Мисс Баллантайн захлестнул ужас: она осознала, что без хозяев эти несчастные обречены на медленную смерть от голода и болезней. Уходя, хозяева опустошили кладовые, и ни в одном из бараков, которые они посетили этим утром, не осталось ни чашки муки, ни горсти зерна.
— Надо их накормить, — сказала Робин.
— У нас еды хватит только для себя, — нетерпеливо отрезал Типпу.
— Он прав, мэм, — подтвердил боцман. — Если мы накормим их, наши черные пташки будут голодать, а кроме того, все эти невольники — плохой товар, который и чашки муки не стоит.
Когда они вошли в следующий загон, Робин показалось, что наконец она нашла первые жертвы мора — низкие, крытые листьями загоны были битком набиты обнаженными простертыми телами. Их громкие стоны и плач надрывали душу, а запах разложения пленкой оседал в горле.
Типпу вывел ее из заблуждения.
— Китайские пташки, — проворчал он.
В первое мгновение доктор не поняла, в чем дело, и склонилась над ближайшим телом, но сейчас же резко выпрямилась. Несмотря на профессиональный опыт, на лбу выступил холодный пот.
Специальным указом пекинского императора
Операция выполнялась жестоко: на корень мошонки накладывался турникет, всю мошонку отсекали одним ударом ножа и тотчас же прижигали рану раскаленным железом или горячей смолой. Болевой шок и последующее омертвение убивали до сорока процентов подвергшихся операции, но цена за голову каждого выжившего поднималась так высоко, что работорговцы невозмутимо относились к неизбежным потерям.

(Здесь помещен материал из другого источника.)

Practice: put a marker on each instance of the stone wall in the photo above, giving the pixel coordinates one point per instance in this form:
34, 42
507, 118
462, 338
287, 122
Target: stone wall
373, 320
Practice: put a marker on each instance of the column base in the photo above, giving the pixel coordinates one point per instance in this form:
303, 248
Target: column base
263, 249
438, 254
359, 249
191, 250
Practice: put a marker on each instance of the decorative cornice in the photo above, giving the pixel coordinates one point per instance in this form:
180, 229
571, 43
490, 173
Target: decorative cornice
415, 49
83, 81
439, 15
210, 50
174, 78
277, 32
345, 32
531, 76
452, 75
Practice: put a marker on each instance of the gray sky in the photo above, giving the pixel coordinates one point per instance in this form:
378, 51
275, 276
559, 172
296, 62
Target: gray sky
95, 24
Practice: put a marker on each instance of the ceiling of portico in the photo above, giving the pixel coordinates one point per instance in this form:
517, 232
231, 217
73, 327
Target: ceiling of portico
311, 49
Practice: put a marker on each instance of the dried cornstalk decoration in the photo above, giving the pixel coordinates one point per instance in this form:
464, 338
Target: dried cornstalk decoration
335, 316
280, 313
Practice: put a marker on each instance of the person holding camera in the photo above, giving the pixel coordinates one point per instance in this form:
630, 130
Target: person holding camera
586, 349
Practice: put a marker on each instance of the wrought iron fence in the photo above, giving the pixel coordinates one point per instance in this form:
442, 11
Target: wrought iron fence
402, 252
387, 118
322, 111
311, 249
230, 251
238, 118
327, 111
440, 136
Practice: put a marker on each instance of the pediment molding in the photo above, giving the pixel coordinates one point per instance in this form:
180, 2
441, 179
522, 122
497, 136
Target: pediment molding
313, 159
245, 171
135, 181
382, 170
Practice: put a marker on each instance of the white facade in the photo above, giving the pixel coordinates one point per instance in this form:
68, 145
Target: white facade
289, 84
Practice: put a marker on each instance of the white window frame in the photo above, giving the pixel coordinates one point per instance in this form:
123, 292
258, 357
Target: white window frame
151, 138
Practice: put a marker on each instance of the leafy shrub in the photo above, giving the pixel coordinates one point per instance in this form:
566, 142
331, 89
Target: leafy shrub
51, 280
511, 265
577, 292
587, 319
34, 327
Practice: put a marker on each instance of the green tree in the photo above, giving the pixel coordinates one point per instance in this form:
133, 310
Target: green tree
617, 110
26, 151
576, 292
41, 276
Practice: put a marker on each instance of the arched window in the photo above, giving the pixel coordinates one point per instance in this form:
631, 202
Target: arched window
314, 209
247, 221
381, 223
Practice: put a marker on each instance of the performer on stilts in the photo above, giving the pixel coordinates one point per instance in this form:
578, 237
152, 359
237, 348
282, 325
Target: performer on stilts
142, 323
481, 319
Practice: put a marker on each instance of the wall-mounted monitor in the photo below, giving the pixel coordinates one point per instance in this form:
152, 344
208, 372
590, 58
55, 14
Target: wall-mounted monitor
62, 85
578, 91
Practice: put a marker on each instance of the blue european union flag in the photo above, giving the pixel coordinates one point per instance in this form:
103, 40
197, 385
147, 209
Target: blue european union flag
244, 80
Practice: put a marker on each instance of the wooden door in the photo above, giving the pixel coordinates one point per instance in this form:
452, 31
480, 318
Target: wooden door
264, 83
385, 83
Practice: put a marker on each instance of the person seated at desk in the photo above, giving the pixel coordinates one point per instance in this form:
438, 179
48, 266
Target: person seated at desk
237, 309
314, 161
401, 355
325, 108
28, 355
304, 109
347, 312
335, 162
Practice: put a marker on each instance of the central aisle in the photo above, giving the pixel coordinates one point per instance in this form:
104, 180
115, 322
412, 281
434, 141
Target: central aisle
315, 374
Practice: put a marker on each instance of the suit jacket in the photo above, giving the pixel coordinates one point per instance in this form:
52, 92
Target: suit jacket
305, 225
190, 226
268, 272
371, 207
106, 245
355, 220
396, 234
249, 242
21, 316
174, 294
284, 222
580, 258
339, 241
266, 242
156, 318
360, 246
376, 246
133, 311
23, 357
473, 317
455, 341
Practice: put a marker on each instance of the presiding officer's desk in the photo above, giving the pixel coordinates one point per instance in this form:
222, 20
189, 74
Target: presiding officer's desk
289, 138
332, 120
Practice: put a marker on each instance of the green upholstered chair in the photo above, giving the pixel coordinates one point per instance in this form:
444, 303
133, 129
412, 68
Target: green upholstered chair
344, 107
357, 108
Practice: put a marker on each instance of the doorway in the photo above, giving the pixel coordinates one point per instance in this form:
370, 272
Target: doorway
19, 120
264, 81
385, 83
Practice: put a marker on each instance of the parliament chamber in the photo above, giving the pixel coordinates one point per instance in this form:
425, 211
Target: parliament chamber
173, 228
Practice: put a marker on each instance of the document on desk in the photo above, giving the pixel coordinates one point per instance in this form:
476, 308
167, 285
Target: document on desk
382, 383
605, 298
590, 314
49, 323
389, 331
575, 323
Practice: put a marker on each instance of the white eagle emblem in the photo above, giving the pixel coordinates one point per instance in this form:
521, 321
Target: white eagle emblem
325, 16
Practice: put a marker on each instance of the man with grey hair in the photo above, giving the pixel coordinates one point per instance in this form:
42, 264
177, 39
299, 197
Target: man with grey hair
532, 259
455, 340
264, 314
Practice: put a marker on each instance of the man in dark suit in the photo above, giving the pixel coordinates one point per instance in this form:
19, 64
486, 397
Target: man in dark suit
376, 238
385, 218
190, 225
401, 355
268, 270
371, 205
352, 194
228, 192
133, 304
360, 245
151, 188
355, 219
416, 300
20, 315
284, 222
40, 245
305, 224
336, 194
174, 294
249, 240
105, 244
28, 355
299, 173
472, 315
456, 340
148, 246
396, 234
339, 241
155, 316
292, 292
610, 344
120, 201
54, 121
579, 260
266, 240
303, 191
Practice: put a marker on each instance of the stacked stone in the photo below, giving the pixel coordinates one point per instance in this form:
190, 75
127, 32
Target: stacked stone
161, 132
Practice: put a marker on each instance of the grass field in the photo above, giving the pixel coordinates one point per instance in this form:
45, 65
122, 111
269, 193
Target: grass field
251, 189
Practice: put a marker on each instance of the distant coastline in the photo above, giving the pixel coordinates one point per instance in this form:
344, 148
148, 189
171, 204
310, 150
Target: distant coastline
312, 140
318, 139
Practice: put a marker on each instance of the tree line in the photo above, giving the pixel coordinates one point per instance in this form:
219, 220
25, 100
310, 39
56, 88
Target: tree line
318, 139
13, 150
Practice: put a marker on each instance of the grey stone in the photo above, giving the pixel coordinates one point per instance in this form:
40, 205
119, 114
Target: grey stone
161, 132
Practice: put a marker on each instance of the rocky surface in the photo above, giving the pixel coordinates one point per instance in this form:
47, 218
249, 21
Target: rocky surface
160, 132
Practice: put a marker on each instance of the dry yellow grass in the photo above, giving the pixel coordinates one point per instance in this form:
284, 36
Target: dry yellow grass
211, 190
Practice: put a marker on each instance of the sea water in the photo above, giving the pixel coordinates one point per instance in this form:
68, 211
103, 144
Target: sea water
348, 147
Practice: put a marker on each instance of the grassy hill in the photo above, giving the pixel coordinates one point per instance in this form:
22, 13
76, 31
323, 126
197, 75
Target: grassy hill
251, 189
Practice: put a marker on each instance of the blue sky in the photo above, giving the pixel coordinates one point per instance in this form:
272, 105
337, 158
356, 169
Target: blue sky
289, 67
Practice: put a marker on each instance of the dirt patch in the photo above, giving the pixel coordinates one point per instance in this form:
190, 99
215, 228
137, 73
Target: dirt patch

Робин ничего не могла сделать для этих несчастных. Горе и страдания переполняли ее душу, и она брела по грязной тропе, спотыкаясь и обливаясь слезами. В следующем загоне, ближайшем к центральной площади с аукционным помостом, доктор нашла первые жертвы мора.
Работорговцы и здесь покинули загоны. Полутемные бараки были набиты обнаженными людьми. Одни неподвижно сидели на корточках, другие лежали на мокром земляном полу, согнув колени, и дрожали от лихорадочного озноба, не в силах подняться из лужи собственных нечистот. Бредовый говор и стоны наполняли воздух гудением — так в Англии жарким летним днем жужжат насекомые.
Доктор коснулась молодой девушки, едва достигшей зрелости. Ее кожа буквально обжигала, голова беспрерывно перекатывалась из стороны в сторону, она была без сознания, изо рта вылетали бессвязные обрывки речи. Робин провела пальцами по обнаженному вздутому животу и сразу нащупала под горячей кожей плотные бугорки, похожие на дробинки. Сомнений не оставалось.
— Оспа, — сказала доктор, и Типпу испуганно попятился. — Подожди снаружи, — велела она ему, и помощник капитана с видимым облегчением быстро вышел.
Она посмотрела на Натаниэля. Робин давно заметила на его морщинистой загорелой коже мелкие ямки-шрамики, и теперь в его лице не было страха.
— Когда? — спросила доктор.
— В детстве, — ответил боцман. — Она убила маму и братьев.
— Нужно кое-что сделать, — приказала Робин.
В темной вонючей хижине мертвые валялись вперемежку с живыми, и на некоторых телах, горячих, как печка, оспа уже расцвела пышным цветом. Они нашли больных на всех стадиях болезни. Узелки под кожей перерастали в пузырьки, наполненные прозрачной светлой жидкостью, те превращались в гнойники, которые лопались, выбрасывая струйку густого, как желток, вещества.
— Эти выживут, — сказала Робин Натаниэлю. — Болезнь исторгается из их крови.
Она нашла мужчину, чьи открытые язвы уже покрылись корками. Натаниэль держал его, а Робин сдирала корки шпателем и складывала в широкогорлую бутыль, в которой когда-то хранился порошок хинина.